I found a horn on the street but it's okay I disinfected it with vodka
I have to fuck proof my bed. It was in the middle of the room this time.
I'm naked in the window of the hotel and I feel like I'm walking in slow motion like a robot
Just watched a guy puke off his bike. Beyond impressed. He didn't even swerve
I'm not really into her personality. Not that we've ever looked for personality in women.
That's only a quality to look for in a second marriage.
My mom just invited me to come with them on their honeymoon to Mexico this summer. And I got a Bump-It in my stocking.

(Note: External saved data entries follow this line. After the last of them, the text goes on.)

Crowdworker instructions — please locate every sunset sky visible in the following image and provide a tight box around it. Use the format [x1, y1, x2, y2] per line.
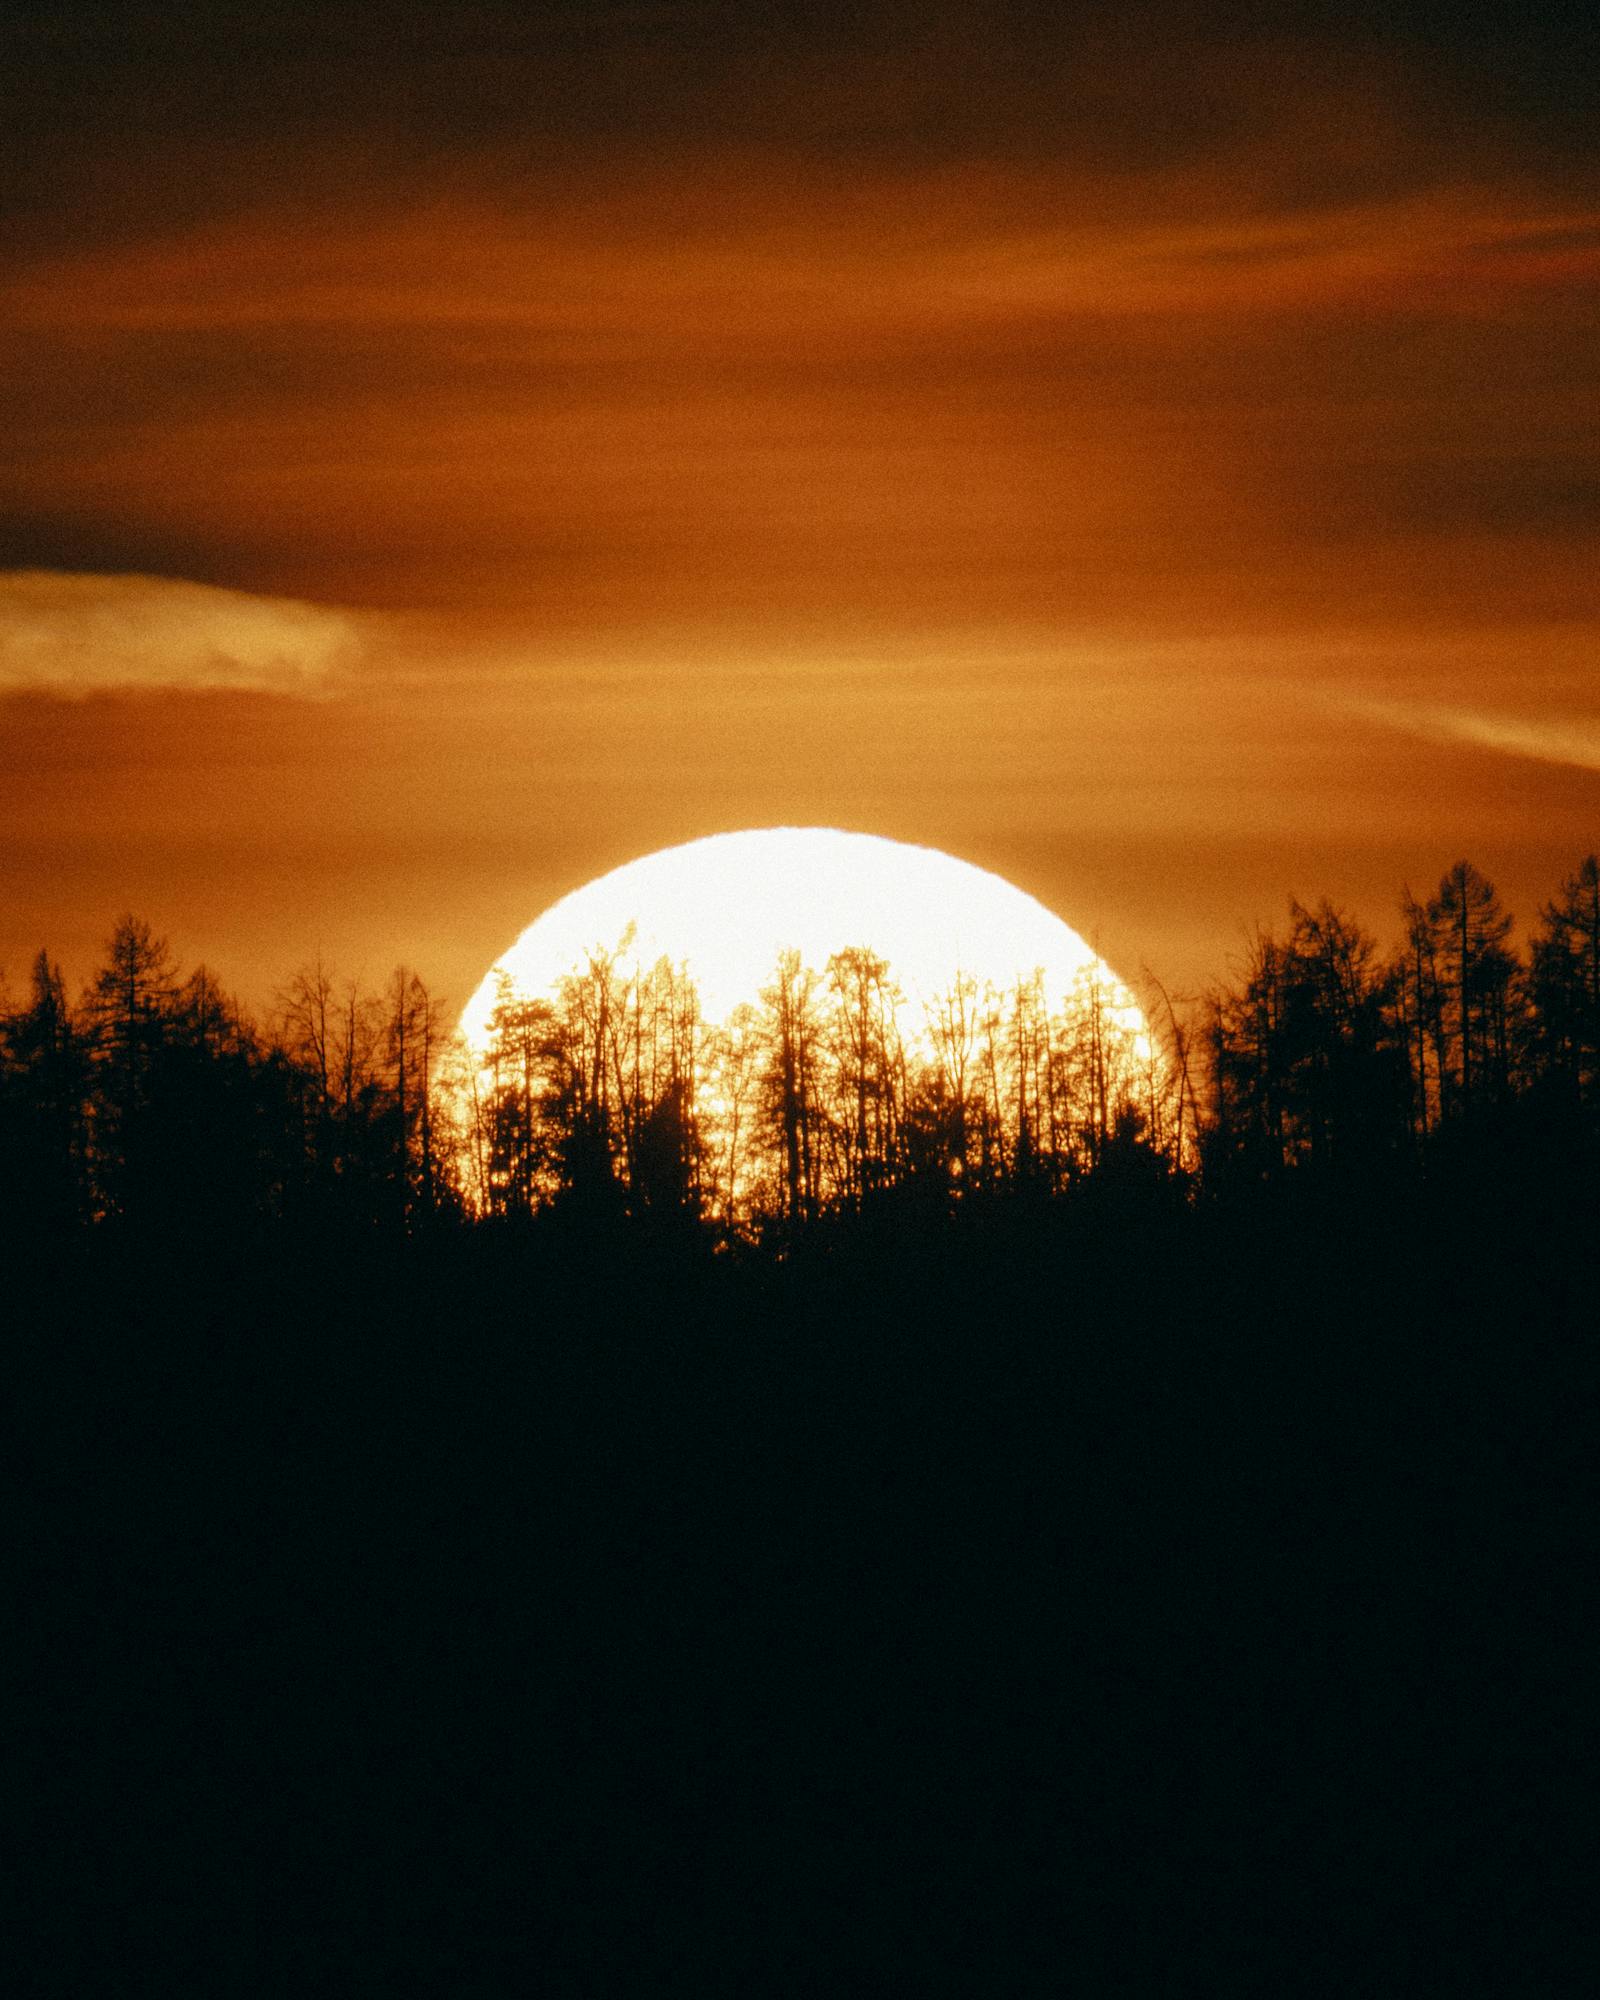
[3, 0, 1596, 1010]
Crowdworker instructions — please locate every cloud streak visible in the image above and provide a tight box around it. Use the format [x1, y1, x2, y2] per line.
[0, 571, 359, 697]
[5, 175, 1596, 340]
[1350, 695, 1600, 774]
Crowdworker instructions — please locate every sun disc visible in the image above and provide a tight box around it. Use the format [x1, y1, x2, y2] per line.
[459, 827, 1143, 1050]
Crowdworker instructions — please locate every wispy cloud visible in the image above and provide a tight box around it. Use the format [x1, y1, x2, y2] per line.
[6, 181, 1596, 339]
[1350, 695, 1600, 773]
[0, 571, 359, 697]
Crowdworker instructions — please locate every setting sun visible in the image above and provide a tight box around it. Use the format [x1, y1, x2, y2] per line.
[452, 827, 1164, 1223]
[458, 827, 1147, 1050]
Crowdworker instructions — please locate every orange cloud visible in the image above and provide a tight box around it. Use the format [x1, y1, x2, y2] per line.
[0, 571, 359, 697]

Pass the awkward sauce please.
I'm drowning in it here
He is so pussy whipped she has made him change his name to Toby
You tried to wave to Meg on Family Guy and got upset because she wasn't waving back
Thursday is not a good day to become a felon... It's bingo night
I just got a robo call from the Addiction Help Line. Not sure how to take that.
You have to just make a conscious effort not to make out with people when he's around if you want to keep him in your life?
I'm sitting at my kitchen table alone dressed as a dinosaur smoking bowls in the dark. Is this rock bottom? Or is this living the dream? Who's to say
I woke up with a captain's hat on my desk.
I lost my wallet so I paid for my cab ride home with a sausage sandwich I found in my purse. Must have thought it was my wallet.
spent the night holding naked strippers up for keg stands and doing endless amounts of body shots. good game 8am final exam.
whats an extra semester when you've already been in college for 6 years?